Knows just enough to get in a lot of trouble..
Thanks for all the help, y'all!
I've slowed all my cuts down to 30, it's a lot slower but it seems to work great for the smaller stuff. We do about 2000 different decals in all colors for machines here, the majority are just boxes or ovals but a handful are intricate, and it's definitely helped with those.
As for changing the vinyl/laminate. I've tried to get higher quality stuff (they sent me expensive stuff when backordered once, I was spoiled!) but it is $$$ and I got through a 150ft roll every 2 days of both, so they said no no to that.
I use Adobe Illustrator with Fine Cut for the cuts. I am not too sure about 'impossible angles' or nodes. Usually our graphic designers make the cut files, and they don't know how to use the decal making equipment so its safe to say there is a bit of a disconnect when it comes to this

There is nothing better than a cross trained graphic designer, I know, I am one, and there are a few other on here as well. Get your Designers out into the shop and start training on machines, they will have a much better understanding on not only how to do stuff but why it is they do it.

The nodes of a line are the points on said line that tell the knife where to go. So if you have a corner, there is a node or point where those two lines meet. Go into Illustrator, open a file with a dieline and click on the line with your direct select tool (shortcut is 'A') or the white pointer on your toolbar. All the points of that line should now show. The fewer you have, the better it is, makes for less points the knife has to hit, and generally a smoother faster cut.
 

Ronny Axelsson

New Member
In addition to what Adam wrote, and regarding "impossible angles":

If you select a node with the Direct Selection tool (A), you will see node handles coming out from it (if the connecting segments are curves instead of lines),
and if these two handles are at almost at the same angle, it means that the knife has to do a very sharp turn where that node is.
This is normally not a problem, the Mimaki CG-FXII handles this well, but with thick materials and many sharp angles near each other, the material may start lifting.
And, as Adam also pointed out, too many nodes not only slows cutting down, if there are many unnecessary nodes very close to each other, they may also make the knife "stammer".

Another problem (in rare cases) can also be that the node handles point in the wrong direction.
The handle that is supposed to point towards the left segment, points to the right, and vice versa.
If an angle looks normal but is cut in an unexpected way, if you zoom in really close to that node and check the segments coming out from it, they may in fact form a small "loop" instead of an angled corner.

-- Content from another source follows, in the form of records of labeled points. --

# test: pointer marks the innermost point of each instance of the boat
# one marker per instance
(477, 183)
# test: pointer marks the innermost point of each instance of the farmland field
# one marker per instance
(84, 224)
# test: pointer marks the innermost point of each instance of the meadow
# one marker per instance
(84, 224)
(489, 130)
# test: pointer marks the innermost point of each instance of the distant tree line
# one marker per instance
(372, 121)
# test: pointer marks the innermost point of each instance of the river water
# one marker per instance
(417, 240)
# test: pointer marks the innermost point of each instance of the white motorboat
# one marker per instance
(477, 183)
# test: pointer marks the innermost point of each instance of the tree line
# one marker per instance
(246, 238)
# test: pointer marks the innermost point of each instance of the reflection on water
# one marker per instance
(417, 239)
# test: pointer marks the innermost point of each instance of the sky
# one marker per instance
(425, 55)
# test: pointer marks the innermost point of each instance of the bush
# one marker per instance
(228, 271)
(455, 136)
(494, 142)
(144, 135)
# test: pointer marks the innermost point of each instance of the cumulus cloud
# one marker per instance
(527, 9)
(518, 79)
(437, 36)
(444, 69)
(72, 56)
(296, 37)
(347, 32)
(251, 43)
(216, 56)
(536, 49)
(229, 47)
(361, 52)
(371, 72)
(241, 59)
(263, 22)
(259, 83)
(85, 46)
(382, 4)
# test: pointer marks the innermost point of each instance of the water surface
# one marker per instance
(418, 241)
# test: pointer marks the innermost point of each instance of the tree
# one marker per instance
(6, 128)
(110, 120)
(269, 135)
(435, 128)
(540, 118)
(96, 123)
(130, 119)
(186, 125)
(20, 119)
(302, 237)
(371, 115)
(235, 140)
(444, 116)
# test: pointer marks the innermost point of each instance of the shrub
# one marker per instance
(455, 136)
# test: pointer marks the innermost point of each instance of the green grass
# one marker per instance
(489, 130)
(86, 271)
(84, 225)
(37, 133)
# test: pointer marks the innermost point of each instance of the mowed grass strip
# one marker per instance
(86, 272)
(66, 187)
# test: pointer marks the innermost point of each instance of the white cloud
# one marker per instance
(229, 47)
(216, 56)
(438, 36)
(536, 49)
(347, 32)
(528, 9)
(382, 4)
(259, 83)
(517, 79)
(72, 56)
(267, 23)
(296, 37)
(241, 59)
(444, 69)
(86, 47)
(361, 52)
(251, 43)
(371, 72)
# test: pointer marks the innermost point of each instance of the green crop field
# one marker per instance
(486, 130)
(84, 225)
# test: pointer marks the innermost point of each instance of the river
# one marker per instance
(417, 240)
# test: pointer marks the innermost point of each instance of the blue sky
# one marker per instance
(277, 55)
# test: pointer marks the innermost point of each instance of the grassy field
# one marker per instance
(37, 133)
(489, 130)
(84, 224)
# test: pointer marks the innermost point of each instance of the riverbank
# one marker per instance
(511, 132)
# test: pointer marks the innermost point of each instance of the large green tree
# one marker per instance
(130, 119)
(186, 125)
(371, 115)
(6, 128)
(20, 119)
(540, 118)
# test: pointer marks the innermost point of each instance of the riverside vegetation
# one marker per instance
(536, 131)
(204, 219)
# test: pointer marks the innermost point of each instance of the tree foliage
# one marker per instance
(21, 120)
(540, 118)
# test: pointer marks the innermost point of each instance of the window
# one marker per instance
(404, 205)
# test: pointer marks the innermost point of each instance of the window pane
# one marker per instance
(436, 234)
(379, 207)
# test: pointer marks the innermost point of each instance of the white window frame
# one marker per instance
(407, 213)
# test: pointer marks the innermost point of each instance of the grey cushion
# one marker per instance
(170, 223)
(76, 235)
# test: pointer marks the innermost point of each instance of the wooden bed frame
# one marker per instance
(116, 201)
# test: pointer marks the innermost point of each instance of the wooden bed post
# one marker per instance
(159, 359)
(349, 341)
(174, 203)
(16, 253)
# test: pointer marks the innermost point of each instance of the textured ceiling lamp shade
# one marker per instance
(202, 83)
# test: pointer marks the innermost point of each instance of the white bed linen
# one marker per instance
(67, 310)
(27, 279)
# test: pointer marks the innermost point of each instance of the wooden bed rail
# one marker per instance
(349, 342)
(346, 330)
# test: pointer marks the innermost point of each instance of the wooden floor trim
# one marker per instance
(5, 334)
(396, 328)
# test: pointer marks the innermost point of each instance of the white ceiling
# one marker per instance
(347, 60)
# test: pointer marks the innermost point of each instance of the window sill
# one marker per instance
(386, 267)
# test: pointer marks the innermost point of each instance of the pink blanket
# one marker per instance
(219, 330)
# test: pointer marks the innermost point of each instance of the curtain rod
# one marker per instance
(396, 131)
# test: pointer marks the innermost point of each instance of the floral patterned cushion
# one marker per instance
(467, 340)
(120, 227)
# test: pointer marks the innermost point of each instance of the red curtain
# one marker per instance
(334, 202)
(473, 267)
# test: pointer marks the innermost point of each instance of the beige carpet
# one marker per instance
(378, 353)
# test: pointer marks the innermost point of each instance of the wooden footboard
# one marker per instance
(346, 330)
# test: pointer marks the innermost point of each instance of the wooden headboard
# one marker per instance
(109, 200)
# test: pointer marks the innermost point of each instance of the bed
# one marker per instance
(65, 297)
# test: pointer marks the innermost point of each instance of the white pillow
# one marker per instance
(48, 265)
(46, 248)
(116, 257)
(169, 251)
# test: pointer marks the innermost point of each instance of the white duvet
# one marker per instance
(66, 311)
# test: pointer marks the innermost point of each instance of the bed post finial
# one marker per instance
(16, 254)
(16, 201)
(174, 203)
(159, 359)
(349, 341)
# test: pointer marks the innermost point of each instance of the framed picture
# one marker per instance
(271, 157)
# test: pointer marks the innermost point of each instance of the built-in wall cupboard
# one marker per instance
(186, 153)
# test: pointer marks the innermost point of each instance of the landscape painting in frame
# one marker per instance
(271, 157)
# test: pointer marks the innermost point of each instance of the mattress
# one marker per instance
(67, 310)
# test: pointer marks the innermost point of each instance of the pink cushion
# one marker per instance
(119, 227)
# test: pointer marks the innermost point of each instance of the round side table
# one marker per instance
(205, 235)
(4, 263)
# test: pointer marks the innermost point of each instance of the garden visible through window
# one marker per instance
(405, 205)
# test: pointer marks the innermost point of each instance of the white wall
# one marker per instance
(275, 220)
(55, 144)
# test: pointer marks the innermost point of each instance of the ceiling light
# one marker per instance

Here's a screenshot showing a loop (it is from CorelDRAW but looks pretty much the same in Illustrator):

Loop.png
 

Gino

Premium Subscriber
For sh!ts & giggles, have you tried just cutting the graphic without printing anything ?? That would rule out ink participation and then you'd know which direction to go towards.
 

McDonald Signs

McDonald Signs & Graphics
Try "Slightly" rounding all corners of the buffalo and letters? I do that alot if a graphic has sharp corners. It helps alot on cutting and weeding graphics.